A work-around to this issue is to manually difference the series.  This call gives the correct estimates:

---

# same as fit0:

(fit0.alt <- arima(diff(x), c(0,0,0), include.mean=FALSE, method="ML"))
## Call:
## arima(x = diff(x), order = c(0, 0, 0), include.mean = FALSE, method = "ML")
##
##
## sigma^2 estimated as 9.164e-05:  log likelihood = 12.92,  aic = -23.84

# should be the same as fit1, but isn't; fit1.alt is correct:

(fit1.alt <- arima(diff(x), c(0,0,0), method="ML"))
## Call:
## arima(x = diff(x), order = c(0, 0, 0), method = "ML")
##
## Coefficients:
##       intercept
##          0.0067
## s.e.     0.0034
##
## sigma^2 estimated as 4.64e-05:  log likelihood = 14.28,  aic = -24.56

fit1.alt$sigma2
## [1] 4.639792e-05

var(diff(x)) * (n-2) / (n-1) # ML
## [1] 4.639792e-05
Comment 3 Patrick Perry 2015-03-31 18:32:50 UTC
Even more evidence that there is a bug in the "arima" function: arima0 gives the correct answer in the last example.
---

set.seed(0)
n <- 5
x <- cumsum(rnorm(n, sd=0.01))


arima0(x, c(0,1,0), method="ML", xreg=1:n)
##
## Call:
## arima0(x = x, order = c(0, 1, 0), xreg = 1:n, method = "ML")
##
## Coefficients:
##        xreg1
##       0.0067
## s.e.  0.0034
##
## sigma^2 estimated as 4.64e-05:  log likelihood = 14.28,  aic = -24.56
Comment 4 Patrick Perry 2015-04-02 19:19:02 UTC
Here's a fix for the bug:

In the arima function (from stats/R/arima.R), replace

        if(fit$rank == 0L) {
            ## Degenerate model. Proceed anyway so as not to break old code
            fit <- lm(x ~ xreg - 1, na.action = na.omit)
        }
        n.used <- sum(!is.na(resid(fit))) - length(Delta)

with

        if(fit$rank == 0L) {
            ## Degenerate model.

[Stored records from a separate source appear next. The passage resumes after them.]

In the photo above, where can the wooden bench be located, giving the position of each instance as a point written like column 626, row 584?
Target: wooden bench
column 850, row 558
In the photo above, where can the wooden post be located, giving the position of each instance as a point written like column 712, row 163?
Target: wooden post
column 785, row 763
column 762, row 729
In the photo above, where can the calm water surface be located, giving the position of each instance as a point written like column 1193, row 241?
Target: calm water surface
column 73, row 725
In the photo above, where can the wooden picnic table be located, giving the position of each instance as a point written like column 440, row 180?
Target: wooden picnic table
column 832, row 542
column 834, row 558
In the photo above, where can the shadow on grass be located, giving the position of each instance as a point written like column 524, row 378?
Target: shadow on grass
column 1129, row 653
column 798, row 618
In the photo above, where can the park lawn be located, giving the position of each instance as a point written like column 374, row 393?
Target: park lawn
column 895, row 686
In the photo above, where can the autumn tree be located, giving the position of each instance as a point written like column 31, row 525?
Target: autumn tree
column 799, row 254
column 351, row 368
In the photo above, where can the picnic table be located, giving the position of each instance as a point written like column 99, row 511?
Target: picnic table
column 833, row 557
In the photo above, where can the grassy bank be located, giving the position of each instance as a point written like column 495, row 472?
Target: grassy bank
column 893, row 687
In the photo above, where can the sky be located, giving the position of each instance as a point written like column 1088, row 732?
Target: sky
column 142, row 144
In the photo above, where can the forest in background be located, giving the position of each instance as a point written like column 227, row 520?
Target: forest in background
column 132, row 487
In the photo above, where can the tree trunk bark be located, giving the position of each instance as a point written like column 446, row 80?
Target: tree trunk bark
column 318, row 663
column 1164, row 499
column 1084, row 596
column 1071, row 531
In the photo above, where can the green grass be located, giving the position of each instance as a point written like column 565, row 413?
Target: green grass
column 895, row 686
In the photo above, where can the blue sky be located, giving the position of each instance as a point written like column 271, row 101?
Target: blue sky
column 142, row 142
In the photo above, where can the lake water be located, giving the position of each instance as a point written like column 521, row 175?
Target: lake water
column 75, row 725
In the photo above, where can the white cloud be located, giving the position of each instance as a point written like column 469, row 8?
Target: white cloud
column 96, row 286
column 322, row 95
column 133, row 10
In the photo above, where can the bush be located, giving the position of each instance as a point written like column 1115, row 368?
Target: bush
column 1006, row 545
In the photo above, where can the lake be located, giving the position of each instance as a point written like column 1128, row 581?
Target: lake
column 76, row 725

Proceed anyway so as not to break old code
            fit <- lm(x ~ xreg - 1, na.action = na.omit)
            n.used <- sum(!is.na(resid(fit))) - length(Delta)
        } else {
            n.used <- sum(!is.na(resid(fit)))
        }
Comment 5 Patrick Perry 2015-04-02 19:50:42 UTC
By the way, it looks like the bug might have gotten introduced in the patch suggested in Comment 4 from

https://bugs.r-project.org/bugzilla3/show_bug.cgi?id=15396
Comment 6 Martin Maechler 2015-06-02 07:59:18 UTC
There has been a thread about this on R-devel, starting here
https://stat.ethz.ch/pipermail/r-devel/2015-May/071206.html

Peter Dalgaard raised important points and had proposed a "more surely" back-compatible approach here,
https://stat.ethz.ch/pipermail/r-devel/2015-May/071211.html,
using two lm() calls, a differenced one for the initial beta coef, and another for counting the non-NA residuals.

whereas Patrick Perry proposed a version where n.used is determined w/o an extra lm() call {apart from the 0-rank case}.

For now, I've prefered a version of PPs last proposal, and committed it for R-devel (svn rev 68424) and R-patched (to become R 3.2.1).